A property owner "heartbroken" to have her rental homes flooded for a second time in 12 months says she is angry barriers have been breached once again.
Bev Styles said the River Severn rushed into Bewdley, Worcestershire, "like a tsunami" when defences failed in the early hours of Saturday.
"They didn't learn from last year," she claimed after defences in the Beales Corner area were topped once more.
The Environment Agency (EA) said it understood the frustration.
While Bewdley has permanent flood defences, the barriers at Beales Corner, where Ms Styles's properties are located, are temporary structures. The town suffered flooding in February 2020 when water seeped over them.
She said: "The fact it happened again in less than 12 months, it's beyond heartbreaking.
"I feel very cross, we don't have adequate barriers, we now seem to have smaller barriers, they didn't learn from last year.
"I can't get any answers as to why it was like a tsunami when [the barriers] collapsed."
Ms Styles runs a family-owned business that rents out 14 properties.
One of her flats was "back to its bare brick" and ready to be repaired next week following last year's damage, but now it is "sat in 4ft of water again".
She said: "It's soul-destroying, the flat was empty thankfully, but that's not the point... is it going to take fatalities before they sit up and listen?"
She said tenants were "stranded" all weekend. "Luckily the insurance are paying," she added, "but it's tripled, I'm not sure we'll get [insurance] again."
Local MP Mark Garnier, Conservative, said there was a "horrible sense of déjà vu".
At the weekend, the EA described the barriers as having been "compromised" due to rising water levels on Saturday.
It said it was conducting a "thorough investigation".

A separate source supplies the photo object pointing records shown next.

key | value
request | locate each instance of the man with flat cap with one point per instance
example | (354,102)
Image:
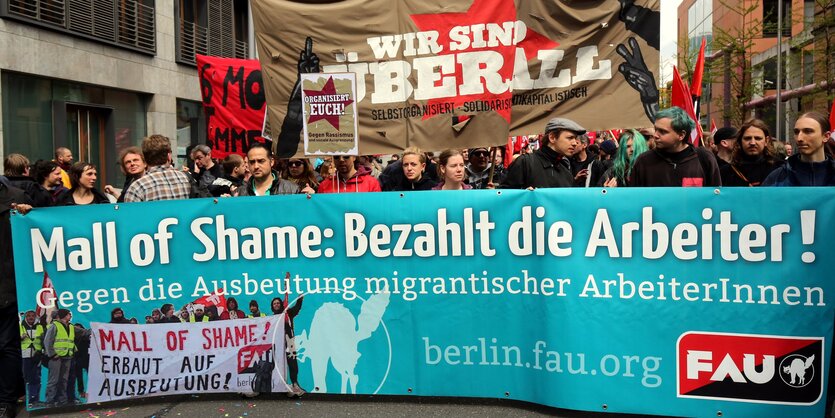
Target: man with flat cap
(549,166)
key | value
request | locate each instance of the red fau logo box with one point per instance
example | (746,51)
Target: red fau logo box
(750,368)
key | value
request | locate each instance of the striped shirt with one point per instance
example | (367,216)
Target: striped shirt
(159,183)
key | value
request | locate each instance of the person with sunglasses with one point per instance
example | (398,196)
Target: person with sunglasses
(478,169)
(349,178)
(299,171)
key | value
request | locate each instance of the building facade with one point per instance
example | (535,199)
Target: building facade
(742,83)
(96,76)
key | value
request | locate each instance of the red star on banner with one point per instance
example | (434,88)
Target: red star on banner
(482,12)
(327,90)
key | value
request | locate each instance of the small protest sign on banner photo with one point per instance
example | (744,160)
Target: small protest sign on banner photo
(178,358)
(330,114)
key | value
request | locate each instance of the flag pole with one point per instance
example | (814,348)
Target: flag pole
(778,121)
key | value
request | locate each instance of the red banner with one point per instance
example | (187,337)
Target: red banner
(233,96)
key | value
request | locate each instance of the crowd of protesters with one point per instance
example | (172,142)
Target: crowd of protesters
(660,156)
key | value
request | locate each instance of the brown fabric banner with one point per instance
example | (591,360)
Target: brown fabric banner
(438,74)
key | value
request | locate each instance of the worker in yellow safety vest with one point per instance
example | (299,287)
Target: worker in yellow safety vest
(59,347)
(31,347)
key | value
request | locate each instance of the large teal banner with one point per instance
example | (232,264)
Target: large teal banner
(659,301)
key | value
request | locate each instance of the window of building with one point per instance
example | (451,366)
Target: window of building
(808,67)
(770,18)
(213,27)
(808,14)
(770,75)
(125,23)
(95,123)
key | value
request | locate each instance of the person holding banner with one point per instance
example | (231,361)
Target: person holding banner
(810,166)
(83,190)
(675,162)
(549,165)
(59,348)
(161,181)
(632,144)
(235,170)
(349,177)
(413,165)
(753,158)
(479,167)
(299,171)
(451,170)
(264,180)
(10,356)
(205,169)
(31,346)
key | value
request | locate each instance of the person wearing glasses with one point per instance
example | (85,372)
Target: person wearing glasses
(478,169)
(264,181)
(300,171)
(349,178)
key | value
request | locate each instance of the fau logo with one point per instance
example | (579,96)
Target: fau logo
(750,368)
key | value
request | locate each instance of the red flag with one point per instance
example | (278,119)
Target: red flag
(832,119)
(698,71)
(46,299)
(215,299)
(681,97)
(508,152)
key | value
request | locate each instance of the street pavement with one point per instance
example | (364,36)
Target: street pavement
(317,405)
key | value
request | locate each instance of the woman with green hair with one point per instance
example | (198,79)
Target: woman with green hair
(631,144)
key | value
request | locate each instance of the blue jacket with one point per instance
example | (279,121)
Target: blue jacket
(799,173)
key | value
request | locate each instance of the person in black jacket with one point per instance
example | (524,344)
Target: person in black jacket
(675,162)
(549,166)
(753,157)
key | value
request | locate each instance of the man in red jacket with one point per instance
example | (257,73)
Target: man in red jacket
(349,178)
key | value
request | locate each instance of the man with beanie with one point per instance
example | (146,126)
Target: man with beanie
(549,166)
(478,169)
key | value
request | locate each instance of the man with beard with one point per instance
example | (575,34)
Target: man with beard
(478,169)
(675,162)
(550,165)
(264,180)
(753,157)
(809,166)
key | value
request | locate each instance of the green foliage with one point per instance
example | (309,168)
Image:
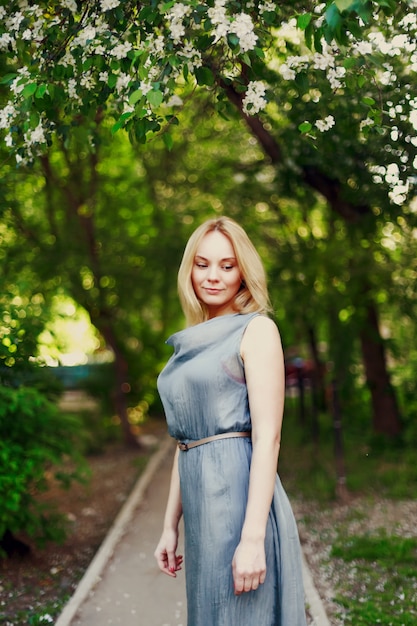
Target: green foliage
(383,589)
(373,465)
(34,439)
(388,550)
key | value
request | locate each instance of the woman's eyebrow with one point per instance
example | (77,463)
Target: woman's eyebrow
(229,258)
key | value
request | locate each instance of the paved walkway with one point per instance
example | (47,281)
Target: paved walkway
(123,584)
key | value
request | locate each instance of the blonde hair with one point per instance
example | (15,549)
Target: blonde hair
(253,295)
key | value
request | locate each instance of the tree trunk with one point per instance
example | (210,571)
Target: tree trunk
(122,387)
(386,419)
(385,410)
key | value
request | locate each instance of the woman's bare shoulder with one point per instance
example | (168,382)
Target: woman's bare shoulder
(261,331)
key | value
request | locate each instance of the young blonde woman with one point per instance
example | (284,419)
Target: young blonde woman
(223,395)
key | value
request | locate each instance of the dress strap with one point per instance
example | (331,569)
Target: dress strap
(200,442)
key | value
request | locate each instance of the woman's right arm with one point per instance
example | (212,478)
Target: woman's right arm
(166,550)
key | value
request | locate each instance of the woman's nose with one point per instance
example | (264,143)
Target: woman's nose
(212,273)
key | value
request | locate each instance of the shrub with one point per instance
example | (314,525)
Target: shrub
(34,439)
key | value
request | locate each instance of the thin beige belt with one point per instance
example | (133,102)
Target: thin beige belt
(200,442)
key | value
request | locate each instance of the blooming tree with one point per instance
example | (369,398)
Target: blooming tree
(73,62)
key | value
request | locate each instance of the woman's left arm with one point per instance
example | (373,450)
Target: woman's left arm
(262,354)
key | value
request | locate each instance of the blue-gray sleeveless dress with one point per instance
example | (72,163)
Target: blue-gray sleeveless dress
(204,393)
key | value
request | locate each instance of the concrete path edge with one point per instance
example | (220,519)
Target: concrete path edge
(95,569)
(98,564)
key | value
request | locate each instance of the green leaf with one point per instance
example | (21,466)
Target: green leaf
(344,5)
(166,6)
(29,90)
(7,78)
(304,20)
(204,76)
(40,92)
(154,97)
(121,122)
(168,141)
(135,96)
(368,101)
(305,127)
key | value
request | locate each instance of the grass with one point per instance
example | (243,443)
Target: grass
(374,574)
(383,586)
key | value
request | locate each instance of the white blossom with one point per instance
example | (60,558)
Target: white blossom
(87,82)
(145,87)
(286,72)
(254,100)
(323,61)
(100,50)
(122,82)
(179,11)
(67,60)
(72,89)
(334,76)
(363,47)
(13,22)
(120,51)
(35,136)
(325,124)
(267,7)
(6,115)
(71,5)
(85,35)
(107,5)
(217,14)
(175,101)
(243,28)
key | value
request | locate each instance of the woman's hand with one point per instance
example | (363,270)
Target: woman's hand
(248,566)
(165,553)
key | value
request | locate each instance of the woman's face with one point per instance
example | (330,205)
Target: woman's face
(215,275)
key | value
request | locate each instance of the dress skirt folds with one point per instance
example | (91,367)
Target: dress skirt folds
(204,393)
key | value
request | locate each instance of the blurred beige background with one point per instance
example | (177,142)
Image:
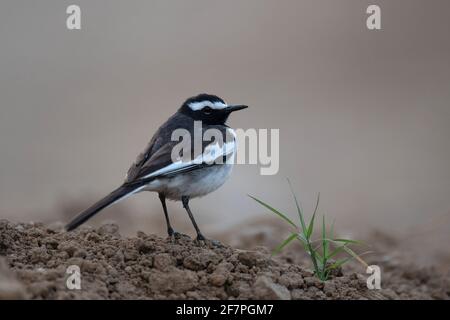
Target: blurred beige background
(363,115)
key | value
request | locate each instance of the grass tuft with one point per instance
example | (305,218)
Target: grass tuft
(323,250)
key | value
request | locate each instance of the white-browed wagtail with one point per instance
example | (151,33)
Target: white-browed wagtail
(179,179)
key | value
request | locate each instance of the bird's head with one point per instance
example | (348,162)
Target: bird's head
(209,109)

Claire Dinnis, the EA's area director for the West Midlands, told BBC Hereford and Worcester: "Temporary barriers can only give a certain level of protection and it's true in the past we've trialled some higher barriers in particular in Beales Corner and actually because of the ground condition there, they didn't give us any higher level of protection than the ones we used this year."
She said the EA was working on permanent solutions, adding the higher barriers used previously "take longer to put up", meaning the community was "disrupted for longer".
She added: "If those higher barriers gave a greater level of protection then they're what we would use there but they don't.
"I understand the frustration. We're working as hard as we can to find those solutions."